Presque 100 ans plus tard, donner "le beau sens" au mot éducation est toujours à faire...

Catherine Chabrun, militante pédagogique et des droits de l'enfant, nous a fait cadeau de ce texte écrit par Freinet, et qui devrait être connu de tous les éducateurs, quel que soit leur lieu d'exercice ou même leur contexte éducatif, je pense là aux parents. 

Bonne lecture.

L’éducation

 

Il nous faut redonner au mot éducation le beau sens qu’il n’aurait pas dû quitter. L’éducation n’est ni gavage, ni dressage ; elle est élévation maximum de l’individu, et ne peut être déterminée ni imposée du dehors quelle que soit la perfection des procédés employés.Le médecin a-t-il la prétention de faire grandir au rythme qu’il désire et dans un sens conforme à sa science rudimentaire le corps de l’enfant ? Essaie-t-il de commander à la nature ? Ou bien se contente-t-il d’aider par sa thérapeutique l’individu dans son évolution et son accroissement, dans sa marche inéluctable vers le développement normal, soutenant le corps et l’esprit dans leur lutte organique contre les éléments destructeurs, stimulant les principes de vie et d’efforts ? L’esprit, la pensée, le caractère, sont plus mystérieux encore que le corps humain ; le dynamisme enfantin déroute les meilleurs psychologues. Et les éducateurs prétendaient façonner les esprits à leur manière ; ils oseraient s’attribuer le mérite de tel ou tel développement heureux et de l’étouffement de tendances jugées déplorables ! Ils ne se doutent même pas qu’ils sont comparables au médecin qui, croyant utile de surdévelopper les bras aux dépens des jambes prescrirait le sédentarisme jusqu’à l’atrophie.

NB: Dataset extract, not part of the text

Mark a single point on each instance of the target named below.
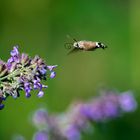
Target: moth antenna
(68, 45)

Il devient banal aujourd’hui de dire que la domination tyrannique de l’adulte, tant sur le plan physique que sur le plan intellectuel et moral, entrave le développement normal de l’enfant, qu’elle est cause de déviations regrettables, de refoulements et de déséquilibre. Elle est un ferment de désorganisation qui a suffisamment montré sa malfaisance et son pouvoir d’abêtissement et d’asservissement.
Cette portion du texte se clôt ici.